製造ばらつきがICに与える影響が大きくなるにつれ、歩留まり、性能、電力、タイミングおよびシグナル・インテグリティが複雑に影響しあい、収益低下を招きます。

多数のコーナー/モードの組合せと複数の電源状態を持つ設計では、製造クロージャを実現しなければなりません。制約を統合して余裕を持たせるか、または問題を単純化できるかもしれませんが、設計において製造ばらつきの複合的な影響による致命的な重要性を見落すかもしれない危険があります。例えば不均等なワイヤ幅またはCMPディッシングによる抵抗の変化が、あるコーナー/モードの組合せでは深刻なクロストーク問題を引き起こす可能性がありますが、別の組合せでは問題ありません。クロストーク違反を修正するためにバッファサイズを変更すると、別のコーナー/モードのシナリオで深刻なDFM違反が発生する可能性があります。どうすれば良いでしょうか?

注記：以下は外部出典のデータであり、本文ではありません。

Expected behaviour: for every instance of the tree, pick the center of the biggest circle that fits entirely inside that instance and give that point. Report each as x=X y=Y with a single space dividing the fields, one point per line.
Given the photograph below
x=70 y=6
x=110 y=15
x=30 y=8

並列MCMMの解析と最適化を使用すれば、配置配線中に相反するすべての要件を解決できます。

ばらつきは大きく3種類に分けられますが、各ばらつきは局所的または広域的な影響を設計に及ぼします。

ばらつき管理の詳細は、技術文献 「ばらつきのための設計:物理設計における設計、プロセス、製造ばらつきの管理」[英語]をご参照ください。

DFMを考慮した配線での歩留まりと信頼性の改善

総合物理設計システムにはサインオフDRCとDFM機能があります。(拡大図を表示)

リソグラフィの歪みはナノメータ・ノードで発生します。これらの歪みはパフォーマンスとシグナル・インテグリティを低下させるパターン分布を引き起こし、ブリッジング、ピンチング、ビア欠陥などの製造障害に繋がります。そして歩留まりや信頼性を下げてしまうことになります。

これまではマスク作成中にこれらの歪みを補正できていましたが、レイアウト後の修正だけではナノメータ設計を行うことができなくなってきました。あるワイヤを動かしてしてクリティカルなエリアの違反を直すと、他のエリアで深刻なシグナル・インテグリティ違反を起こす可能性があります。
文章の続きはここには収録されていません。